Proposed rebalancing process based self-training procedure.

Self-training based on assorted base classifiers

A classic SSL method for self-training was implemented in this study. Self-training involves using an initial classifier to generate PL data for unlabeled data and select those high-confidence PL data combined with labeled data to construct a new classifier. The classifier parameters are iteratively updated until convergence [38].

The performance of the SSL model heavily depends on the base classifier [39]. Thus, we used 3 different types of base classifiers for self-training, namely, PLSDA, LDA, and RFC [40–42]. These base classifiers were self-trained using a combination of unlabeled HSIS pixels and labeled mean spectral data. To objectively investigate the effects of our method, powerful AdaBoost and XGBoost algorithms were conducted to provide results baseline for further comparison. They have been proven to handle modeling problems under small-scale data in recent studies [43,44].

Self-training based on unlabeled data ratios

In SSL tasks, the ratio between unlabeled and labeled data is a critical factor that affects model training [45,46]. This ratio directly impacts the decision boundary of the classifier when the number of training pseudo data significantly differs. To quantify the impact of the unlabeled data, we introduced a parameter denoted as β in Eq. 4. We investigated the results of different ratio coefficients, namely 1/2, 1/4, 1/6, and 1/8, on the classification results of the model. The ratio coefficient β represents the change ratio of the unlabeled data in relation to the labeled data. The definition of β is as follows:

$$\beta \mathit{=}\frac{{\mathit{D}}_{\mathit{\text{labeled}}}}{{\mathit{D}}_{\mathit{\text{unlabeled}}}}$$ (4)

where D_labeled is the total number of labeled samples and D_unlabeled is the total number of injected unlabeled data.

Resampling process

As class imbalances frequently exist in real data, particularly agricultural, produce, is often unequal and asymmetrical [14,47]. Considering that different resampling techniques have their inconsistent effects and results in rebalancing data [14,48]. Thus, we need to search for the resampling method suitable for addressing the class imbalance in our data and improving classification results.

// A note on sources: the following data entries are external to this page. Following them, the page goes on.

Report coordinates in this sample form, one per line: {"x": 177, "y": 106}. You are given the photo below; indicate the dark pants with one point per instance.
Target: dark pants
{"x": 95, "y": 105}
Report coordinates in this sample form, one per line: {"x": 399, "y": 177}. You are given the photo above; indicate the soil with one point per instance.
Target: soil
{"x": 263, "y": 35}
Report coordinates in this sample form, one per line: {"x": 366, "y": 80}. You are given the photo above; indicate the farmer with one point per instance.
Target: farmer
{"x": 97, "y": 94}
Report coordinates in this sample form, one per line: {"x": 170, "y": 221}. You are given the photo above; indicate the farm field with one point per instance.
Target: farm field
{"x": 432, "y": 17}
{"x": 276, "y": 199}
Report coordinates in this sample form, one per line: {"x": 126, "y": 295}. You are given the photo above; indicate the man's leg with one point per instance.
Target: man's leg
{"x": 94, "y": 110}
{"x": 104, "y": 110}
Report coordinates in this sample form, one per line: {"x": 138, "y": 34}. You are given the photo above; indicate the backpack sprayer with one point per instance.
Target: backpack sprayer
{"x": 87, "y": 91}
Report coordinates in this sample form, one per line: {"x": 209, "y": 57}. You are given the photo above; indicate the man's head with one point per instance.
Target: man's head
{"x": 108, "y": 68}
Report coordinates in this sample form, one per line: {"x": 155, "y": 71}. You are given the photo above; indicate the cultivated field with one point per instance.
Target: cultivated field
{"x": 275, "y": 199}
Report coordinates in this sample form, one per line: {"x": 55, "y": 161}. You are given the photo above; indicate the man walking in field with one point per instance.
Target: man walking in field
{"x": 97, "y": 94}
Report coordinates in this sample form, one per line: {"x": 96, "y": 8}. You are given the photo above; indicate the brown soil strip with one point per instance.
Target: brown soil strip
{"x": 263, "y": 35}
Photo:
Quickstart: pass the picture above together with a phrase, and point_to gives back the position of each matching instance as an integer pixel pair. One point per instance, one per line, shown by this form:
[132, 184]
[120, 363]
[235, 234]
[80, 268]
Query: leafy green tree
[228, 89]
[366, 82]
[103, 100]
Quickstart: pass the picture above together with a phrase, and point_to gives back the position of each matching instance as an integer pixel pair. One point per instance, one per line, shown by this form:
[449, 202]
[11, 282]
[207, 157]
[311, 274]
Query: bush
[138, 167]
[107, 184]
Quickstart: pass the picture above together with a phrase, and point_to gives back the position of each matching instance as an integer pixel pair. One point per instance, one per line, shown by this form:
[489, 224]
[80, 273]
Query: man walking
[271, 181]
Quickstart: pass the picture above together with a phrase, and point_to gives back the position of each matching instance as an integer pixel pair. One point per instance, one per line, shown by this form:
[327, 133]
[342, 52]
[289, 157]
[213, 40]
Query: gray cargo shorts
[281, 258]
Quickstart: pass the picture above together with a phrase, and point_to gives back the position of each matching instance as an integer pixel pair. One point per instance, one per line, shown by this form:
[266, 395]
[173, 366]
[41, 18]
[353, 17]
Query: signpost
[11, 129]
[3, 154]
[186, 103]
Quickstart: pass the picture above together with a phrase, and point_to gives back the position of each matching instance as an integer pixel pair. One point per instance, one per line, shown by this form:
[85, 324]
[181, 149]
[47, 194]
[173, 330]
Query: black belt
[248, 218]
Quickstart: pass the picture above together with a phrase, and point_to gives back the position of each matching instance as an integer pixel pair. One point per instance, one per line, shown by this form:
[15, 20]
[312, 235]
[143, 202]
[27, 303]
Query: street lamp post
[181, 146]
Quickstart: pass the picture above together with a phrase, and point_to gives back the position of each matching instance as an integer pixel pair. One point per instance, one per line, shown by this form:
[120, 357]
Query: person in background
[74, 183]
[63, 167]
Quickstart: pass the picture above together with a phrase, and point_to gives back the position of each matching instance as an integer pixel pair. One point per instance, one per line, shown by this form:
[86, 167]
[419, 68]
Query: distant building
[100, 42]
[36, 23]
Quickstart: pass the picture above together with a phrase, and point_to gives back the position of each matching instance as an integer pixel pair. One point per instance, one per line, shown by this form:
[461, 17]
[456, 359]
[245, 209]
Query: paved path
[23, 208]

Three mainstream resampling methods are investigated:

Random sampling (RAS) [49]: maintains the original class distribution by assigning a probability of $p\mathit{=}\frac{{\mathit{C}}_{\mathit{j}}}{{\mathit{\sum }}_{\mathit{j}\mathit{=}\mathit{0}}^{\mathit{k}}\mathit{‍}{\mathit{C}}_{\mathit{j}}}$ for selecting a sample from class j.

Mean sampling (MES) [50]: assigns an equal probability of $p\mathit{=}\frac{\mathit{1}}{\mathit{k}}$ to each class. Compared to RAS, there exists a high probability of being sampled for data from minority classes.

SMOTE [51]: creates new samples based on minority class samples and adds them to the dataset. Each class has a probability of $p\mathit{=}\frac{\mathit{1}}{\mathit{k}}$ after using SMOTE.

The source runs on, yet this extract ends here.